应知予似懂非懂,浅淡启唇:“那狗仔的名头起得倒是不冤枉。”
又重新驶回街道,宁简松了一口气,由衷地感叹道:“总算知道赌。博的人有家不能回是一种什么体验了。”
应知予轻笑一声:“那怎么办呢?睡大街?”
宁简咬指甲,“和流浪汉抢地盘啊?怕不是要被打。”
“真不行就住酒店呗,还能怎么办。”
现在什么社会,高科技的年代,有电子身份证就能开房,倒也不怕真的去流浪。
应知予从后视镜里看他一眼,指节轻点着方向盘,像是思考时习惯性的动作。
随即,他慢条斯理说:“既然嫁妆都备上了,那我也不能让未过门的未婚夫失望啊。”
“我可以让一间房,主卧归你,要不要……考虑和我一起住?”
屋漏偏逢连夜雨,但有人给他修缮了屋顶。
宁简翘着二郎腿坐在应知予别墅的沙发上,恍惚觉得自己这一天甚至魔幻。
先是被宠物店店主忽悠,后又是被这栋别墅的主人忽悠……
忽悠瘸了!
宁简稍稍叹出一口气,思绪正放空的时候,大忽悠又来了,问他:“晚上吃医生推荐的营养餐?”
“别了,”宁简说,“我外卖一点食材,自己做吧。”
五星级厨师做番茄炒蛋也是用番茄和蛋,虽然食材上可能高端些,比如什么无菌蛋,但做法都大差不差,其中的区别也就厨师自己知道。
更何况要全是硬菜,他经纪人下次见到他,要把他骂死。
宁简戴上崭新的围裙,站在一尘不染的中岛台前,看了眼空空如也的冰箱。
很显然,这位少爷从没下过厨。
他边下单边对应知予说:“就当是你照顾小玄的报酬了啊。
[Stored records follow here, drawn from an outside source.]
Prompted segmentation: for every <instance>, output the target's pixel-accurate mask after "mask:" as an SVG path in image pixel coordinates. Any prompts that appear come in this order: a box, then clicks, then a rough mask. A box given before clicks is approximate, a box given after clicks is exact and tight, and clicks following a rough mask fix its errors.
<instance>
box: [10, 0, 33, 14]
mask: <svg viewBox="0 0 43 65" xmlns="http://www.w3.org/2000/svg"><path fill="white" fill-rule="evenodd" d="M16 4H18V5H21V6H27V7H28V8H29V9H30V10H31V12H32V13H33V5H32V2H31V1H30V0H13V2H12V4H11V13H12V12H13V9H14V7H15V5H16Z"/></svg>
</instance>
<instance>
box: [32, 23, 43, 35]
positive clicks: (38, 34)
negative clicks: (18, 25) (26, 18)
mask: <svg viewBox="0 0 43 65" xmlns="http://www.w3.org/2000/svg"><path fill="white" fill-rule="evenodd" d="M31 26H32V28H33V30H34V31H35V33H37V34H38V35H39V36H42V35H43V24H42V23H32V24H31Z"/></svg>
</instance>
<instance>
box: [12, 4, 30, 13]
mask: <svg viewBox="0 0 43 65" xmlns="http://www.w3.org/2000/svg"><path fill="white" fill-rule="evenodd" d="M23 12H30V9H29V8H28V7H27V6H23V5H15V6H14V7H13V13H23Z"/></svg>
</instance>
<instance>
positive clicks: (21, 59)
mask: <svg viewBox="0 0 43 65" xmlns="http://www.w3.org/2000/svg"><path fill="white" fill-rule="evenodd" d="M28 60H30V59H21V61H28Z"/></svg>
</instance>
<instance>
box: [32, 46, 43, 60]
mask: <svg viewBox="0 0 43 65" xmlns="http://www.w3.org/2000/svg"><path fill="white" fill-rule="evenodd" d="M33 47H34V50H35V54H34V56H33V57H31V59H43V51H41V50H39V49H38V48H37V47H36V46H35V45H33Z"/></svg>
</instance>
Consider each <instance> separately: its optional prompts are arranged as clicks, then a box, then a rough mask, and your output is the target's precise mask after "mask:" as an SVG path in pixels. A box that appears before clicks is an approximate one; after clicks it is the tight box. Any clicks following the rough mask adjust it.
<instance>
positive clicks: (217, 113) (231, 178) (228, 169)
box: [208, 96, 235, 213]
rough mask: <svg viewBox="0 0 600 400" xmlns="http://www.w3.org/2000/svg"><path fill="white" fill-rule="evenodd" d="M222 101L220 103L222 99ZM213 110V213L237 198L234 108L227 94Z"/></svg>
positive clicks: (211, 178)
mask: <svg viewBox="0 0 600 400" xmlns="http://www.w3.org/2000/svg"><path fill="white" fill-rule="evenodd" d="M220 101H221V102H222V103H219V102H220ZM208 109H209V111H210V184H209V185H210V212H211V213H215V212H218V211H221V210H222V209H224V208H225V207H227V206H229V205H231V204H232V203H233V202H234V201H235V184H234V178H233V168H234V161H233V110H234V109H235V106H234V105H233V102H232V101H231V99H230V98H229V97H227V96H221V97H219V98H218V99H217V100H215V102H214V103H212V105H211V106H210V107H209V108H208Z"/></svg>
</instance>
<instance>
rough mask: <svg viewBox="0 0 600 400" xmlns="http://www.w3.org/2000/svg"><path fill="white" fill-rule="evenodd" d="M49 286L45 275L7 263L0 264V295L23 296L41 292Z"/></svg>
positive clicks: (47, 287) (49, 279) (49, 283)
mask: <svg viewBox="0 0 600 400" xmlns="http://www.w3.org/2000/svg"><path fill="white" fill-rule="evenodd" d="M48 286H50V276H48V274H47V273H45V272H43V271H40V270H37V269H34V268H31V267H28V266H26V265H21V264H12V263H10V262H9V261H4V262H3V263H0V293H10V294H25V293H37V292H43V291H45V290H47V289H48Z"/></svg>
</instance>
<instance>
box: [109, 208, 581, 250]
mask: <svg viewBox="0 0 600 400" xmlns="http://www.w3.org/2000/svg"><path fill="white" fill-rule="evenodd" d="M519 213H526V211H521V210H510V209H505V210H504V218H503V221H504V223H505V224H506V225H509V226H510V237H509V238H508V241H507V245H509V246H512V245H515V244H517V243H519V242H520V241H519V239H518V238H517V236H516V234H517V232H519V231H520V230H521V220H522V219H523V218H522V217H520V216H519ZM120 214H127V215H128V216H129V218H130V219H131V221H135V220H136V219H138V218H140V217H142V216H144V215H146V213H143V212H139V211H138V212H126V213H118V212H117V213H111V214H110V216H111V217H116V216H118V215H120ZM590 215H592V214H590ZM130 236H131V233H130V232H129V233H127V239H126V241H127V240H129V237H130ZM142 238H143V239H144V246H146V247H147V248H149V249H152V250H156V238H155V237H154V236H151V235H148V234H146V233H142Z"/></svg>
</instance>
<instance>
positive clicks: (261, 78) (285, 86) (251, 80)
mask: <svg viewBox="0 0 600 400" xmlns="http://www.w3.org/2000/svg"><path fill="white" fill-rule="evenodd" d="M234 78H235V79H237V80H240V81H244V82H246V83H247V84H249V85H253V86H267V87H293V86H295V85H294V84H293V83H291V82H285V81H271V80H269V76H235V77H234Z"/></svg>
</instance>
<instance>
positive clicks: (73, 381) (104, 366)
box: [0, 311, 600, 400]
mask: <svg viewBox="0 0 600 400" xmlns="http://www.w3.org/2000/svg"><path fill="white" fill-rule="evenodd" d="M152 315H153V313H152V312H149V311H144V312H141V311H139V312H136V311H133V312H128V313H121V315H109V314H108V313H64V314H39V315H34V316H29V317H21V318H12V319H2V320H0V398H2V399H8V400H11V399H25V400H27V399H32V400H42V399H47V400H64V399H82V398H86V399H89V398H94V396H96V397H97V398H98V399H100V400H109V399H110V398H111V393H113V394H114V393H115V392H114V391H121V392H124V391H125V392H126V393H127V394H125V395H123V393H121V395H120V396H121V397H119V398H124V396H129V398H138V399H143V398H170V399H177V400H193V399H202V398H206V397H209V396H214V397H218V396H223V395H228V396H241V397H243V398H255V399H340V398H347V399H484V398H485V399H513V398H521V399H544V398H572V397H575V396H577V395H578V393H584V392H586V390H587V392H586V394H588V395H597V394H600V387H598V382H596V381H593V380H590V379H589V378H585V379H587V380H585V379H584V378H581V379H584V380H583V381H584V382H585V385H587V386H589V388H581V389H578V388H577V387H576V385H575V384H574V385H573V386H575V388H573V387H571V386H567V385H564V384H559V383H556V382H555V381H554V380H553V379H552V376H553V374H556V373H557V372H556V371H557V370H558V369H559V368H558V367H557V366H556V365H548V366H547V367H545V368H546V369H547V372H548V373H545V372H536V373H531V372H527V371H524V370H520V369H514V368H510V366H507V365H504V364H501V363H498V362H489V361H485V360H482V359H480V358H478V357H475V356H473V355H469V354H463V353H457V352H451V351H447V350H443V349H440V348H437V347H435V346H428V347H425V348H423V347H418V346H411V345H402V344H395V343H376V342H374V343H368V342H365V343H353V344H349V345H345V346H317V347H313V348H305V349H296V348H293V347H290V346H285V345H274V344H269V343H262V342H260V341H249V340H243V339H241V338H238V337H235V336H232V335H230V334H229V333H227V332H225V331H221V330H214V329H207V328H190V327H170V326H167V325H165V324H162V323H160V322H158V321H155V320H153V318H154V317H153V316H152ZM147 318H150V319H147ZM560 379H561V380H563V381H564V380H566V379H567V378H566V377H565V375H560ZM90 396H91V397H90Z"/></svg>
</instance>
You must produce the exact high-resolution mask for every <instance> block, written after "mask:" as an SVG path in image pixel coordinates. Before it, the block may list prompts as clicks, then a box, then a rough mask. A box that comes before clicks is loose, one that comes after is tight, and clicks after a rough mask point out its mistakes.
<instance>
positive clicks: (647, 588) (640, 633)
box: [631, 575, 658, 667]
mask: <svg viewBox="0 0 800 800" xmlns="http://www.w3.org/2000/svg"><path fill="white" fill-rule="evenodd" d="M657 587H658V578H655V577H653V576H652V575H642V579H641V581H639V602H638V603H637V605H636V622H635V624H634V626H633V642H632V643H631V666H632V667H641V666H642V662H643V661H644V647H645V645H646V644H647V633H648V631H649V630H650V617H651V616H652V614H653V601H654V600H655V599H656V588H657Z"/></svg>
”
应知予扬唇,“原来还有报酬,我当亲生女儿养的呢。”
“哦,那说反了。”
宁简皮笑肉不笑,胡诌信手拈来:“你应该付我报酬才对。小玄跟我长得简直一个刻出来的,肯定我生的。”
当代人的超能力,无痛生娃。
应知予低低笑着,嗓音都带着细微的震颤,不可置否,“这倒是。”
半小时后,食材到的同时,他的生活用品也到了。
宁简感谢天感谢地感谢快递行业的发达,能让他直接买到些换洗衣物之类的东西。
不过他发现,应知予是真打算让贤。
主卧不知是何时清空的,也不知道洗漱间的新牙膏牙刷,浴巾毛毯是什么时候换上的……
总之贴心得堪比五星酒店,房间都熏过香,细嗅还是那股佛手柑的味道。
像是早有预谋。
这事儿不能细想,否则容易陷入自证陷阱,所以宁简简单收拾了一下房间……
其实有人已经替他打扫干净了,所以宁简下楼做饭去。
会做饭的人其实和会游泳的人是一样的,手艺在,就算做饭工具不同,适应一下就能炒出一样味道的菜。
宁简对于料理这件已经融入骨子里的事情,可以说是很热衷。
厨房是开放式的,备菜的时候他没看到应知予在客厅,所以宁简戴着耳机听着曲,沉浸做菜。
应知予抱着笔记本下楼,看到的就是这样活泼的画面——
大厨高歌。
炫技颠勺。
要是嘴里再叼根烟……
宁简甫一转头,打开冰箱再关上,一张脸就这么放不设防地出现。
“我giao——”
宁简猝不及防被吓到,国粹都差点冒出来,“你从哪儿飘过来的,跟鬼一样……我拳头都硬了。”
他摘掉耳机,展示自己握着锅铲的小拳拳!
“你做吧,我偷师呢。”应知予大言不惭。
宁简狐疑地看他一眼,“你也知道是偷师,‘偷’什么概念,光明正大进厨房叫偷师?”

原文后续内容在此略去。